Meanwhile, Riley, left with only Anger, Disgust, and Fear, is struggling to adjust to her new school, new house, lack of new friends, and parents who don't seem as invested in her as they used to be. They still love her, but the stress of the move has put a strain on her Mom (Diane Lane), and her Dad (Kyle MacLachlan) has been buried in work, preventing him from spending much time with her.

It doesn't help that the excessively gray production design positively aches for you to punch yourself in the eyes.

The underlying metaphor couldn't be clearer if it was in a Claritin commercial: Riley's rough transition damages her delicate pre-pubescent emotional equilibrium as she struggles to grow up just a little bit, learn to manage her emotions, and find her new place in the suddenly scary and unfamiliar world that surrounds her.

There are quite a few things that Inside Out does best. The first of these is humor, which takes a great heap of universal experiences, whips them into a lather, and spreads it liberally across every surface of Riley's mindscape.

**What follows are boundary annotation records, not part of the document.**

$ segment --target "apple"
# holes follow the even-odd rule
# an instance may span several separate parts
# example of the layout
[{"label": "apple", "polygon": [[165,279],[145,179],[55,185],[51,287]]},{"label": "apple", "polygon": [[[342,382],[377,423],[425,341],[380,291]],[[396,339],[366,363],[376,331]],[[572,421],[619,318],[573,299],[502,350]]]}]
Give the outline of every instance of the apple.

Inside Out is really a fabulously funny movie, whether you're an idiot six-year-old with your finger reaching halfway to your brain through your nasal passage or an immensely intelligent, startlingly handsome adult like certain film bloggers I might mention. It completely avoids the pitfalls and inclinations of most family comedy: slapstick and scatological humor is scattered to the birds, replaced with warm character-driven humor and endlessly clever variations on what it really means to exist inside a person's mind.

The second of these things is (quelle surprise) the emotion of the story. This is no deep shock, seeing as Pixar has made a name for themselves as the world's leading purveyor of psychological torture to children, but for a film in which half the characters are literal physical manifestations of emotions, Inside Out is keenly focused on beating yours to a bloody pulp. In pursuit of its deepest themes about stress, change, loss, and memory, the film puts your mind through the wringer with adept skill and infinite compassion.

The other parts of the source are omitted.